No estudo de fase III SERENA-6, apresentado na ASCO 2025, foi avaliada uma estratégia de troca precoce de tratamento guiada por ctDNA em pacientes com câncer de mama RH positivo/HER-2 negativo avançado em uso de inibidor de aromatase (IA) associado a inibidor de CDK4/6. A detecção de mutações no gene ESR1 pelo ctDNA, antes da progressão clínica, foi utilizada como critério para randomização de 315 pacientes assintomáticas para troca do IA por camizestranto, mantendo o CDK4/6i. Essa intervenção precoce resultou em melhora significativa na sobrevida livre de progressão (SLP): 16,0 meses versus 9,2 meses, com HR de 0,44 (IC de 95%: 0,31-0,60; p<0,00001). Trata-se da primeira evidência de que o uso seriado de ctDNA pode identificar resistência emergente e permitir uma intervenção terapêutica antes da progressão radiológica6.
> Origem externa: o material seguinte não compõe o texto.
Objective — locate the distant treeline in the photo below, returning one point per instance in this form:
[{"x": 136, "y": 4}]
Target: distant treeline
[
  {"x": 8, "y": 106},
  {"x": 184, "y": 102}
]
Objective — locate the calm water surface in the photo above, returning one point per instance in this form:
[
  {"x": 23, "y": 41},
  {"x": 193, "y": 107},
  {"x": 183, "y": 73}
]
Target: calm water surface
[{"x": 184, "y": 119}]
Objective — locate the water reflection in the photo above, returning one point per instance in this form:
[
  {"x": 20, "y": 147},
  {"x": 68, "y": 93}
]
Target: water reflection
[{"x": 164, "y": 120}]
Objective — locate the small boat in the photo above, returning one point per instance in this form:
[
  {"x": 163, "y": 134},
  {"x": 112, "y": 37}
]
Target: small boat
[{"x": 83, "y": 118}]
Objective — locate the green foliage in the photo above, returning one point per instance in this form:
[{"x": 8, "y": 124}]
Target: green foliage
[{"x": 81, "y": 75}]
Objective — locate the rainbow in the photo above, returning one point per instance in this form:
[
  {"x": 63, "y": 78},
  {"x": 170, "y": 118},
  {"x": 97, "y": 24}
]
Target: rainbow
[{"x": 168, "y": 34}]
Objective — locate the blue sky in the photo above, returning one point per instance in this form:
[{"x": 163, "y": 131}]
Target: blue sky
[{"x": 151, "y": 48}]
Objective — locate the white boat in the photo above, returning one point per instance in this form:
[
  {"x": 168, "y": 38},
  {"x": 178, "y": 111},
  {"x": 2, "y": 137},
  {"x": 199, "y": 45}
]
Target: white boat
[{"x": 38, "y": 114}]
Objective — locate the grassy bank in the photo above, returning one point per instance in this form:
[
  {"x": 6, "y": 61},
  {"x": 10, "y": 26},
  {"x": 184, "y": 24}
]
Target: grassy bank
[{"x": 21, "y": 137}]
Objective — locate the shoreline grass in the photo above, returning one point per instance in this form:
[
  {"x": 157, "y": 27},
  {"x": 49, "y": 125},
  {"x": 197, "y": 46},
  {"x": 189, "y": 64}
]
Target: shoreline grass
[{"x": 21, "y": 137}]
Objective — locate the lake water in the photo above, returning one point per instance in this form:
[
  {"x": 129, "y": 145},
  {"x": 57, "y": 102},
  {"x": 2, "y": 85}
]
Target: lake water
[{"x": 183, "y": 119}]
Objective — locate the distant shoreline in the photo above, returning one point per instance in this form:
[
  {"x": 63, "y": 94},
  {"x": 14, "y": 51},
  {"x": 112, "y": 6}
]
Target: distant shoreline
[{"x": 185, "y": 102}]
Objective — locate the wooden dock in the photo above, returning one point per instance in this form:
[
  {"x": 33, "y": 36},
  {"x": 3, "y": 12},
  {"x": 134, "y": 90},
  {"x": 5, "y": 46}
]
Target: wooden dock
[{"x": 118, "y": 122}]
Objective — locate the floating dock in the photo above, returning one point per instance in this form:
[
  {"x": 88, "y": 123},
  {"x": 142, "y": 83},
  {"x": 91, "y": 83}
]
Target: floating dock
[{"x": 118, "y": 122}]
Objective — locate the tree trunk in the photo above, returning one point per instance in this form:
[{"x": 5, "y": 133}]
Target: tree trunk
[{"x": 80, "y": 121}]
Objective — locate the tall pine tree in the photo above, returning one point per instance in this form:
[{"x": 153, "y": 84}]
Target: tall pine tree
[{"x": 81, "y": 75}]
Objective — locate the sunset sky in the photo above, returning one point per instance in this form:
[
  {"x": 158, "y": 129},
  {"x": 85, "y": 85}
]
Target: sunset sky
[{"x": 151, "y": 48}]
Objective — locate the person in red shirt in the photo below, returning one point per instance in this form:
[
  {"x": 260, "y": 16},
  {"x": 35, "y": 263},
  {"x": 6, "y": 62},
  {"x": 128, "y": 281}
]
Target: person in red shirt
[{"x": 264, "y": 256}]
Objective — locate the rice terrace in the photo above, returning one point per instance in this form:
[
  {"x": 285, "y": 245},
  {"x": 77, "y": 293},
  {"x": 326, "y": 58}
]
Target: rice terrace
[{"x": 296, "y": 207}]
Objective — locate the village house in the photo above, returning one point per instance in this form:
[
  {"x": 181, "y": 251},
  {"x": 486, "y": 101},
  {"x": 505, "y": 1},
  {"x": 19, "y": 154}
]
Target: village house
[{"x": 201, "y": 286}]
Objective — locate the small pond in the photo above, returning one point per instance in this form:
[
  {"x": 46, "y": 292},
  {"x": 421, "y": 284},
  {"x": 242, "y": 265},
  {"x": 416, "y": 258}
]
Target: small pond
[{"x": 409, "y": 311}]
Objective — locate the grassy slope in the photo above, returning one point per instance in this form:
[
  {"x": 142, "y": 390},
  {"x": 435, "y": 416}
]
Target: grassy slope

Esses estudos reforçam o papel do ctDNA como biomarcador, com aplicações em diferentes fases da jornada oncológica. Embora ainda não incorporado formalmente às diretrizes, o ctDNA surge como ferramenta importante da oncologia de precisão, com potencial para antecipar decisões clínicas, evitar tratamentos ineficazes e guiar condutas.

Por Dr. Caio Leite

Referências

  1. Tie J, et al. Circulating tumor DNA analysis guiding adjuvant therapy in stage II colon cancer: 5-year outcomes of the randomized DYNAMIC trial. Nat Med. 2025; 31(5):1509-1518.
  2. Hoang V, et al. Real-world utilization and performance of circulating tumor DNA monitoring to predict recurrence in solid tumors. JCO Oncol Adv. 2025; 2(4).
  3. Pusztai L, et al. Circulating tumor (ct)DNA monitoring of ER+/HER2– high-risk breast cancer during adjuvant endocrine therapy. J Clin Oncol. 2025; 43(16_suppl):1010.
  4. Forde PM, et al. Overall survival with neoadjuvant nivolumab (NIVO) + chemotherapy in patients with resectable NSCLC in CheckMate 816. J Clin Oncol. 2025;43(17_suppl):LBA8000.
  5. Powles T, et al. Circulating tumor DNA (ctDNA) in patients with muscle-invasive bladder cancer (MIBC) who received perioperative durvalumab (D) in NIAGARA. J Clin Oncol. 2025;43(16_suppl):4503.
  6. Turner NC, et al. Camizestrant + CDK4/6 inhibitor (CDK4/6i) for the treatment of emergent ESR1 mutations during first-line (1L) endocrine-based therapy (ET) and ahead of disease progression in patients (pts) with HR+/HER2– advanced breast cancer (ABC): Phase 3, double-blind ctDNA-guided SERENA-6 trial. J Clin Oncol. 2025;43(17_suppl): LBA4.